L’histoire de la famille a pu être reconstituée grâce à ce trésor constitué de 106 cartes postales trouvées par Anne Wachsmann. Elles apparaissent dans l’ouvrage avec des photos et d’autres documents. Mais c’est cette correspondance douce et laconique qui est la source primaire de son livre. À laquelle s’ajoute, on l’a dit, une étude fouillée de la Seconde guerre mondiale.
En raison de leur accent, les Alsaciens sont associés à l’ennemi, on les appelle « les boches ». Bref, si leur transplantation dans d’autres régions du pays est organisée et leur offre un habitat, l’accueil qui leur est fait par la population locale n’est pas toujours bien aimable.
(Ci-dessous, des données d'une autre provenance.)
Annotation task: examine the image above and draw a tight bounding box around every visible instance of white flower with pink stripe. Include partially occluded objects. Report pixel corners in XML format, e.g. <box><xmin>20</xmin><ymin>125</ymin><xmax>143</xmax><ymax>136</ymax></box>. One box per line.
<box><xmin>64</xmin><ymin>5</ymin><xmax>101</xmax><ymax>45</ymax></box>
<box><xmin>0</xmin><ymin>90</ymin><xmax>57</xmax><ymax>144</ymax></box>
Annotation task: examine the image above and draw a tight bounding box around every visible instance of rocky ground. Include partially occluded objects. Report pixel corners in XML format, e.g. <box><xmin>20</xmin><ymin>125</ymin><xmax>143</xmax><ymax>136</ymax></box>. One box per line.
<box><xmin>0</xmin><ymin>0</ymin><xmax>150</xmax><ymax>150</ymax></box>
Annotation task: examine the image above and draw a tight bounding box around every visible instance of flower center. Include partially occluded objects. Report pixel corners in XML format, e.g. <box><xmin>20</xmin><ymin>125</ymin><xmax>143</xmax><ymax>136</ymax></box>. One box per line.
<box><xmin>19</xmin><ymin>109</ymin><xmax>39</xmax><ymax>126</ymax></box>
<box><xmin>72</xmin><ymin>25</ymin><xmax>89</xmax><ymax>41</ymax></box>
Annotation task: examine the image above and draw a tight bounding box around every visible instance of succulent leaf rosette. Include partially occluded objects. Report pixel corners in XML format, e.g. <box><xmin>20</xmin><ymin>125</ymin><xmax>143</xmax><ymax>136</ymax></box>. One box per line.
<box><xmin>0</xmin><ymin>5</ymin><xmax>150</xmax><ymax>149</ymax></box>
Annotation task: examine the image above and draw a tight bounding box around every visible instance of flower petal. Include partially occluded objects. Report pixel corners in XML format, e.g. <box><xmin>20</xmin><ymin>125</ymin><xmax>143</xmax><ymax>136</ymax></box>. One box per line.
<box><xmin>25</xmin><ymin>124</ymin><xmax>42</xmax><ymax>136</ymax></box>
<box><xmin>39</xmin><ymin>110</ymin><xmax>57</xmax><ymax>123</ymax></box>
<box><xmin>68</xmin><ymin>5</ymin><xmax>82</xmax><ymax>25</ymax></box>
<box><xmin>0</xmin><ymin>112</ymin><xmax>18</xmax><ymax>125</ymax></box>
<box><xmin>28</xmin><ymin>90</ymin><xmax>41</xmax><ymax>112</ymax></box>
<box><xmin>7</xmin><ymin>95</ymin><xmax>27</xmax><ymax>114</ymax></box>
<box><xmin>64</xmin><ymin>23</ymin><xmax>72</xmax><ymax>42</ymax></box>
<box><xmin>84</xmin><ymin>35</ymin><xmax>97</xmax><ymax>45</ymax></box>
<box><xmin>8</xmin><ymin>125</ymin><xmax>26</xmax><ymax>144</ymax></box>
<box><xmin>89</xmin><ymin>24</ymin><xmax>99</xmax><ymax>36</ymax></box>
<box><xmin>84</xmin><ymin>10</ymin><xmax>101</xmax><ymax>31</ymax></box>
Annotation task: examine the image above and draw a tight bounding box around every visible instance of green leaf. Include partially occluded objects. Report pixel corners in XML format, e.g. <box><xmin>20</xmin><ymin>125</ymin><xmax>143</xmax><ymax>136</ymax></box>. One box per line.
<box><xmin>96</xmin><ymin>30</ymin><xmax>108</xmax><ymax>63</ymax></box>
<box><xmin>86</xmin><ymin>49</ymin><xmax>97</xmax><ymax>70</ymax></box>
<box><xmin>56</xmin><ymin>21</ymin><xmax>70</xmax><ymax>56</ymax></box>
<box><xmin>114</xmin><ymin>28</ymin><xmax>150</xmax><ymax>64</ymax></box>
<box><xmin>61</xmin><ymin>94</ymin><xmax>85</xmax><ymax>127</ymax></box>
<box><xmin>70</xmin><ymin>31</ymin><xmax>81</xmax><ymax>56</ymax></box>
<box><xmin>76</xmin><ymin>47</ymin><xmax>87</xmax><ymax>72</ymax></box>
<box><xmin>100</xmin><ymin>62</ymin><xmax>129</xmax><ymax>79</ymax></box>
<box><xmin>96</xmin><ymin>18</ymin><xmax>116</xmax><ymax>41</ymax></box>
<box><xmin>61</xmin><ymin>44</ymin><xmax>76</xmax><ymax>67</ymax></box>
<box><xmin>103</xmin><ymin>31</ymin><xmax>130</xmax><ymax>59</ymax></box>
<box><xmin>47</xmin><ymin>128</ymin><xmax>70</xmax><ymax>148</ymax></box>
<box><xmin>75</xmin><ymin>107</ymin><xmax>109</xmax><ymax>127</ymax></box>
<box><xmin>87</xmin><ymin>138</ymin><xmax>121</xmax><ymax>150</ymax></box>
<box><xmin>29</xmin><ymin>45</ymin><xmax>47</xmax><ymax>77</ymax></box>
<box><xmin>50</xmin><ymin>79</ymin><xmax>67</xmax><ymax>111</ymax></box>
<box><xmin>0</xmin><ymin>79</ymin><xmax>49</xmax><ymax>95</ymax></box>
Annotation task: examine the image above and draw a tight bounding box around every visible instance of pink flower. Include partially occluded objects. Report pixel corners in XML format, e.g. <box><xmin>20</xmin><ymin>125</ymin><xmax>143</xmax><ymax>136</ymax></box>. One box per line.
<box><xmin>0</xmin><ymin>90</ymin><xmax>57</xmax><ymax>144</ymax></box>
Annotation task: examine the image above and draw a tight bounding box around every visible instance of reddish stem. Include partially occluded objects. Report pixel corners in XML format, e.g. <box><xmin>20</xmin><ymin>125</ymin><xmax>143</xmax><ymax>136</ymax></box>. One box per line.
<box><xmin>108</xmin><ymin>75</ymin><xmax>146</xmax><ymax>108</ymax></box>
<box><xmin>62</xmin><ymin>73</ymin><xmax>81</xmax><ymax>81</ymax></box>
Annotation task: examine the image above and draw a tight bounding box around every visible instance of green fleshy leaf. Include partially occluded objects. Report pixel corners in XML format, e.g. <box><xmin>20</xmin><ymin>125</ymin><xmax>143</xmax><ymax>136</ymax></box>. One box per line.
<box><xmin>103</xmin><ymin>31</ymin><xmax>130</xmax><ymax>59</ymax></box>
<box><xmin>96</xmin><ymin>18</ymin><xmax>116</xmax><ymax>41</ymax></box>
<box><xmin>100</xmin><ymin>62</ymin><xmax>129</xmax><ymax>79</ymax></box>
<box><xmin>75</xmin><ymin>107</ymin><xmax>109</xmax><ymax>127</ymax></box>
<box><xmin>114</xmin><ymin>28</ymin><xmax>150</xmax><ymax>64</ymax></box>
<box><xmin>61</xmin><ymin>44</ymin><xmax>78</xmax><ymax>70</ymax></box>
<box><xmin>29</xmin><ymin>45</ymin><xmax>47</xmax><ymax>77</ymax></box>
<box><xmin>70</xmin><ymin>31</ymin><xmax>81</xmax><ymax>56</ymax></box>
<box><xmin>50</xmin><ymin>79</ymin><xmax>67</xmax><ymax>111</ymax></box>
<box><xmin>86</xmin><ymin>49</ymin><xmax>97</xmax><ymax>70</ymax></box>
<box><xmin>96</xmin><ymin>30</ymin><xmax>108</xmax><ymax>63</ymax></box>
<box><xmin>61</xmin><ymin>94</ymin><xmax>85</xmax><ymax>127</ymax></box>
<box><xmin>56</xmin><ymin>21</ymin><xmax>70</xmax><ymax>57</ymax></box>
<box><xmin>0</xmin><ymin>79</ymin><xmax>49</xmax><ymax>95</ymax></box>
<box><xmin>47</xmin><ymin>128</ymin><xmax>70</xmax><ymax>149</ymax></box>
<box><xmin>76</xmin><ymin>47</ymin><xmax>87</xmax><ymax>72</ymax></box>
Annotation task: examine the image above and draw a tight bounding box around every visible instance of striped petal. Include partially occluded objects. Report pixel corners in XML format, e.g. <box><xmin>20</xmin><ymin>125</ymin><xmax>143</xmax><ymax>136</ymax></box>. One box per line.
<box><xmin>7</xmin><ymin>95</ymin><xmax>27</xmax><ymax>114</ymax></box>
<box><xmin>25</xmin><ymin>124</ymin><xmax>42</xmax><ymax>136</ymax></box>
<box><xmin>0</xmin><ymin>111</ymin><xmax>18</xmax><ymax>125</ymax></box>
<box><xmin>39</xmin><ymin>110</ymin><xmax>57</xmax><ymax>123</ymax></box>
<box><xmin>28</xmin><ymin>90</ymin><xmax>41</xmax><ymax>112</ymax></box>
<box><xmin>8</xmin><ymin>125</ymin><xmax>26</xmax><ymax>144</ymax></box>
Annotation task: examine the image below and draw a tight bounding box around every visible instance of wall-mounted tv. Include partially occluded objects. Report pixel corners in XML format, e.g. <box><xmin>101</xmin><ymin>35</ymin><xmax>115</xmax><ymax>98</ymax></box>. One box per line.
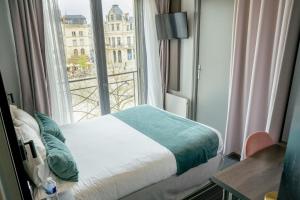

L’arrivée des Alsaciens peut être vécue douloureusement.

Les 106 cartes postales trouvées par Anne Wachsmann l’ont poussée à l’étude d’une quantité d’archives pour suivre l’existence de sa famille du début à la fin de la guerre. Ainsi, elle nous présente une carte d’identité ; celle de Poldi. Délivrée par la préfecture de l’Allier, le 13 novembre 1939, elle indique le lieu de résidence. Mais aussi le teint et la forme du visage. Dans des documents administratifs ultérieurs on prendra soin de mentionner aussi la forme du nez puis y figurera le tampon « juif ». L’attention portée aux documents administratifs contraste avec la gentillesse des cartes postales. La plupart ont au recto des dessins de poulbots, des chats, des chiens fripons. Cette correspondance enfantine permet au petit Jean-Paul de rester en contact avec son père. Poldi a quitté la villa de Néris-les-Bains pour aller chercher du travail à Marseille. Les choses se corsent. Car il est interdit aux avocats d’exercer leur métier. Le grand-père d’Anne Wachsmann va alors réussir à se faire engager comme inspecteur à la Fiduciaire de France de Marseille à l’été 1940. Wachsmann devient Willemain. D’autres membres de la famille entrent en scène dans les années qui suivent. Jusqu’au retour à Strasbourg en 1945.